Substituting :: for __ in every htm file, and rename htlml file 
Author Message
 Substituting :: for __ in every htm file, and rename htlml file

Am using vhdldoc, which creates HTML files.
File names of form: XXX::YY.html
Within HTML files: Links to other files of same form (with the ::)
This works great in Linux/unix, but Windows file system does not allow
files with then :: in the name.
QUESTION: How do I write an awk program that
1. traverses every .html file
2. rename the file with same name, except "::" is substituted with "__"
3. Change every instance of "::" to "__" within the file.

I used awk many many years ago, and totally forgot it!
Thanks,
---------------------------------------------------------------------------
Ben Cohen     Publisher, Trainer, Consultant    (310) 721-4830  

Author of following textbooks:
* Real Chip Design and Verification Using Verilog and VHDL, 2002 isbn 0-9705394-2-8
* Component Design by Example ",  2001 isbn  0-9705394-0-1
* VHDL Coding Styles and Methodologies, 2nd Edition, 1999 isbn 0-7923-8474-1
* VHDL Answers to Frequently Asked Questions, 2nd Edition, isbn 0-7923-8115
------------------------------------------------------------------------------



Tue, 28 Dec 2004 12:21:32 GMT  
 Substituting :: for __ in every htm file, and rename htlml file

Quote:

> Am using vhdldoc, which creates HTML files.
> File names of form: XXX::YY.html
> Within HTML files: Links to other files of same form (with the ::)
> This works great in Linux/unix, but Windows file system does not allow
> files with then :: in the name.
> QUESTION: How do I write an awk program that
> 1. traverses every .html file
> 2. rename the file with same name, except "::" is substituted with "__"
> 3. Change every instance of "::" to "__" within the file.
> ------------------------------------------------------------------------------

try

        FNR == 1 {
                file = FILENAME ; gsub( /::/, "__", file)
        }

        {
                gsub( /::/, "__" )
                print > file
        }

Jurgen



Tue, 28 Dec 2004 18:44:57 GMT  
 Substituting :: for __ in every htm file, and rename htlml file


Quote:
> > Am using vhdldoc, which creates HTML files.
> > File names of form: XXX::YY.html
> > Within HTML files: Links to other files of same form (with the ::)
> > This works great in Linux/unix, but Windows file system does not allow
> > files with then :: in the name.
> > QUESTION: How do I write an awk program that
> > 1. traverses every .html file
> > 2. rename the file with same name, except "::" is substituted with "__"
> > 3. Change every instance of "::" to "__" within the file.

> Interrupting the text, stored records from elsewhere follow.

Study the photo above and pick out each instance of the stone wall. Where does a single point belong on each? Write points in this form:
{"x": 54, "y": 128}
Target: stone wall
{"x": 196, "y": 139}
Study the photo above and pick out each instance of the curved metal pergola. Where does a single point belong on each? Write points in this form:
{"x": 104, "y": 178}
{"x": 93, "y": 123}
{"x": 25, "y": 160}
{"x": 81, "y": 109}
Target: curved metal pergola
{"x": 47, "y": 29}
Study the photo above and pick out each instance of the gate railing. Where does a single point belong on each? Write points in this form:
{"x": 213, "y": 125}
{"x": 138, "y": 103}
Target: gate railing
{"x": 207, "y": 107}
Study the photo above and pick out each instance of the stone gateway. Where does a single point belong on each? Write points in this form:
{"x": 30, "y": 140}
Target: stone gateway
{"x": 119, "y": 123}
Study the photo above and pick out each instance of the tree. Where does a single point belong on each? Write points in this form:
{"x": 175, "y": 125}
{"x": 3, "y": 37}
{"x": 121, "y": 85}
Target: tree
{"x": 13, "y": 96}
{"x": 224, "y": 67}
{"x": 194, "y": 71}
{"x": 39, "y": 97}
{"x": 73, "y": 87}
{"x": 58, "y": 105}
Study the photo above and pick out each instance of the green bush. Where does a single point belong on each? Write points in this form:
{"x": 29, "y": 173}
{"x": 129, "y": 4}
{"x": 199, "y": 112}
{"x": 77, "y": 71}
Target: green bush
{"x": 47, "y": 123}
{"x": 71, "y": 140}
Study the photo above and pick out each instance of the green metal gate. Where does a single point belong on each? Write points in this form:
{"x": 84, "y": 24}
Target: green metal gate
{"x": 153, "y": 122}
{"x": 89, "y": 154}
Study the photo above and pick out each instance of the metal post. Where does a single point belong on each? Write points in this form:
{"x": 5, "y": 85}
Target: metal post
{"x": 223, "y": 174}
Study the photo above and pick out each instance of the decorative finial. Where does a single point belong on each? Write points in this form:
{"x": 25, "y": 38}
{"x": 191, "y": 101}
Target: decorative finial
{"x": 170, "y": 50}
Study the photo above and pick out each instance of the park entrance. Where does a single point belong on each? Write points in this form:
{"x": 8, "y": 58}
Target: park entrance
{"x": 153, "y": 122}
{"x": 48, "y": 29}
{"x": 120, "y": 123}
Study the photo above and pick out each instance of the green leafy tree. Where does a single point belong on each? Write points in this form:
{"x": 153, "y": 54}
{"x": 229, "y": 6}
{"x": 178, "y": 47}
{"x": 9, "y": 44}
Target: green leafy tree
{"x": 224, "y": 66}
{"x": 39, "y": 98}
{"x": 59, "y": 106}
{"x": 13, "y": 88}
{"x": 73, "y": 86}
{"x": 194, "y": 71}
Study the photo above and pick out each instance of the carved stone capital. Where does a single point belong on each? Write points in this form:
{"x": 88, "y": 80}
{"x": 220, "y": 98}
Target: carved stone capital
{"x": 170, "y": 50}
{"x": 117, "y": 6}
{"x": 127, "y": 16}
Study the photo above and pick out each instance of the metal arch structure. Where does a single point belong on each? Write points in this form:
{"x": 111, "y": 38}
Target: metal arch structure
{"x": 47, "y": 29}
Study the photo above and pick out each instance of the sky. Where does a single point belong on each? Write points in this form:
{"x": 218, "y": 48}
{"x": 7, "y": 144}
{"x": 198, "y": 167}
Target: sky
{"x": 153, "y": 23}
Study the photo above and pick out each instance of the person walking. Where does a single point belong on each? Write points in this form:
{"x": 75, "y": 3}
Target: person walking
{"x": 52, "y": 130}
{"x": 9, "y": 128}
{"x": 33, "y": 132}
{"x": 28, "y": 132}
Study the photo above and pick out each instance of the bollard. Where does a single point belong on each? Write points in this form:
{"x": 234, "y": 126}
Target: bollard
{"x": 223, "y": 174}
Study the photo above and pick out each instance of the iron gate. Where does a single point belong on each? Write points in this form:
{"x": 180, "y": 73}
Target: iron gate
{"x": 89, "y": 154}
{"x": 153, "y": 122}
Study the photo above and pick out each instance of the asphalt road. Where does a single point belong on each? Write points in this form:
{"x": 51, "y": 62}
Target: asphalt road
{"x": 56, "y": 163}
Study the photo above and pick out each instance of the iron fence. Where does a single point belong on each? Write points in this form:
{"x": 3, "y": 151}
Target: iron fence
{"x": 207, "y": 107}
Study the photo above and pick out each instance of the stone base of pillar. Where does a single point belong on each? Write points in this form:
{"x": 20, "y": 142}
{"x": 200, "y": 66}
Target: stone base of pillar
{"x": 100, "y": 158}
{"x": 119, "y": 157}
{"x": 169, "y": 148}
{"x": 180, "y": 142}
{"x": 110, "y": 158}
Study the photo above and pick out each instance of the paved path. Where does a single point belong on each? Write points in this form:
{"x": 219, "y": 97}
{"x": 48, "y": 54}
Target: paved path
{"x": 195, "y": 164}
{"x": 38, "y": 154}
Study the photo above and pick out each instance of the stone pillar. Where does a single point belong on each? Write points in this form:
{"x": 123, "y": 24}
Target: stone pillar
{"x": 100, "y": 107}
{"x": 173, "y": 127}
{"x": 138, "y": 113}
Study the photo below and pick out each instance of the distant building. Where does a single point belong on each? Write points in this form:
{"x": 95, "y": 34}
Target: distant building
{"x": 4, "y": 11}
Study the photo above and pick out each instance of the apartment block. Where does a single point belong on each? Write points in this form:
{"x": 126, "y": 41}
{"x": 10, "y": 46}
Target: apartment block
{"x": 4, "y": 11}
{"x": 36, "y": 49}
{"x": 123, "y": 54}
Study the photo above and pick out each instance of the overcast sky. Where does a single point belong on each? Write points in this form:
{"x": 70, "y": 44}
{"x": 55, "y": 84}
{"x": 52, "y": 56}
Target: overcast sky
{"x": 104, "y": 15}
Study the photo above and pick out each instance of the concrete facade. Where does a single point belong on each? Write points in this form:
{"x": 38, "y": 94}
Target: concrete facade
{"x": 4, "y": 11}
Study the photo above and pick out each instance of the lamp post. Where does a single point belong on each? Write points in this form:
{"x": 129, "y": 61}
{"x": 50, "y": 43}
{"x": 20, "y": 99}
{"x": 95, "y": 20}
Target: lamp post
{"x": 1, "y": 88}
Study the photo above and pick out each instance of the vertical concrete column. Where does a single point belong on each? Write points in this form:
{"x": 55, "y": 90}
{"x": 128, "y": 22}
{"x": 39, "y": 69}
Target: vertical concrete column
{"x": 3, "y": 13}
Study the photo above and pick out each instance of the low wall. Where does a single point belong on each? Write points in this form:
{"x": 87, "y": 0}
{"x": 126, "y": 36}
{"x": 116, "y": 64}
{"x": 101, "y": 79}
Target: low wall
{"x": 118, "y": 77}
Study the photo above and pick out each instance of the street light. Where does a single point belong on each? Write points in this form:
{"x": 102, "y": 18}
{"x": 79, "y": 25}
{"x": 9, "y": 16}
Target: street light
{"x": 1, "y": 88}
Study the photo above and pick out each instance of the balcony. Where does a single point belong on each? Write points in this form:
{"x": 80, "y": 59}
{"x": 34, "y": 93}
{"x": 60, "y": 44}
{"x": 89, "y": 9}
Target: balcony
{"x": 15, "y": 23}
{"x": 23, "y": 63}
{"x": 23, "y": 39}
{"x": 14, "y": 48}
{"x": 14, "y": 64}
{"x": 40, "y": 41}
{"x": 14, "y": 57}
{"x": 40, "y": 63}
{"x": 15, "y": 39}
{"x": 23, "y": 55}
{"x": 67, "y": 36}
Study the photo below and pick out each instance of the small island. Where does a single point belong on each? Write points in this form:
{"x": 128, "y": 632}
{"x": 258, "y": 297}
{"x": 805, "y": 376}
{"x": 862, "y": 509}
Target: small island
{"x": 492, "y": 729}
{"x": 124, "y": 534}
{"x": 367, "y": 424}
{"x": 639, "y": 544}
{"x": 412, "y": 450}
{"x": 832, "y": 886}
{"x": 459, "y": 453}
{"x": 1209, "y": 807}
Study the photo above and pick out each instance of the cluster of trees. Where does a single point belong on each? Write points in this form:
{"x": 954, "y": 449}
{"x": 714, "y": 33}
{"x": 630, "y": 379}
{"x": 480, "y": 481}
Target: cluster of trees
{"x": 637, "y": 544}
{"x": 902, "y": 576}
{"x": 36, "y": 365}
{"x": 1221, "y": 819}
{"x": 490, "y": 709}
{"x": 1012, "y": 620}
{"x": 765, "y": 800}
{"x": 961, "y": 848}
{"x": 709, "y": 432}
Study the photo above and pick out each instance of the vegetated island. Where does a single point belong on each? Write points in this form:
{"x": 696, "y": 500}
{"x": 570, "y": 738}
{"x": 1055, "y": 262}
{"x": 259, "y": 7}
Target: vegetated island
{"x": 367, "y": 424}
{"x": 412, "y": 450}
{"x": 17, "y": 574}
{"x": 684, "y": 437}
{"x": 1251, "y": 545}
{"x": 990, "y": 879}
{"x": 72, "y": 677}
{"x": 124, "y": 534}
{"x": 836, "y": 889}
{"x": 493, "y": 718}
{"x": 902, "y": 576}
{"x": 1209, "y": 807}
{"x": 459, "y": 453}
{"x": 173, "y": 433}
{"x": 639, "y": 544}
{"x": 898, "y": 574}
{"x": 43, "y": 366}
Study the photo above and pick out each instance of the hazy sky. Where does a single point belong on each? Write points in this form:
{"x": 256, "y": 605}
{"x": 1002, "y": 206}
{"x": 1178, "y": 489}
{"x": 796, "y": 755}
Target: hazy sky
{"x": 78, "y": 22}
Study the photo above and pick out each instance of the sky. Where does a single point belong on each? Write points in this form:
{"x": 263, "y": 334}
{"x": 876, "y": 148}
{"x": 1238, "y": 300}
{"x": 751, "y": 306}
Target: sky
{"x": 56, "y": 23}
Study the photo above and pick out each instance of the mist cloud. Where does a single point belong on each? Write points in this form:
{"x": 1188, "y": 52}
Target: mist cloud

> --------------------------------------------------------------------------
----

> try

> FNR == 1 {
> file = FILENAME ; gsub( /::/, "__", file)
> }

> {
> gsub( /::/, "__" )
> print > file
> }

> Jurgen

You may want to add a close() in there if you have a lot of files.
Quote:
> FNR == 1 {

      if (file != "") close(file)

- Show quoted text -

Quote:
>     file = FILENAME ; gsub( /::/, "__", file)
> }



Tue, 28 Dec 2004 21:03:34 GMT  
 Substituting :: for __ in every htm file, and rename htlml file
Thanks for the reply.  The following worked, but I still have one simple question.
FNR == 1 {
file = FILENAME ; gsub( /::/, "__", file)

Quote:
}

{
gsub( /::/, "__" )
gsub("%3A%3A", "__")
print > file

Quote:
}

to activate:
awk -f awkcmd.awk *

do I need the close(file)?
Worked without it.
The statement:

Quote:
> FNR == 1 {
>    if (file != "") close(file)
> >     file = FILENAME ; gsub( /::/, "__", file)
Bombed!
> You may want to add a close() in there if you have a lot of files.
> > FNR == 1 {
>    if (file != "") close(file)
> >     file = FILENAME ; gsub( /::/, "__", file)
> > }

Thanks,
Ben


Wed, 29 Dec 2004 05:49:35 GMT  
 Substituting :: for __ in every htm file, and rename htlml file

Quote:

> Am using vhdldoc, which creates HTML files.
> File names of form: XXX::YY.html
> Within HTML files: Links to other files of same form (with the ::)
> This works great in Linux/unix, but Windows file system does not allow
> files with then :: in the name.
> QUESTION: How do I write an awk program that
> 1. traverses every .html file
> 2. rename the file with same name, except "::" is substituted with "__"
> 3. Change every instance of "::" to "__" within the file.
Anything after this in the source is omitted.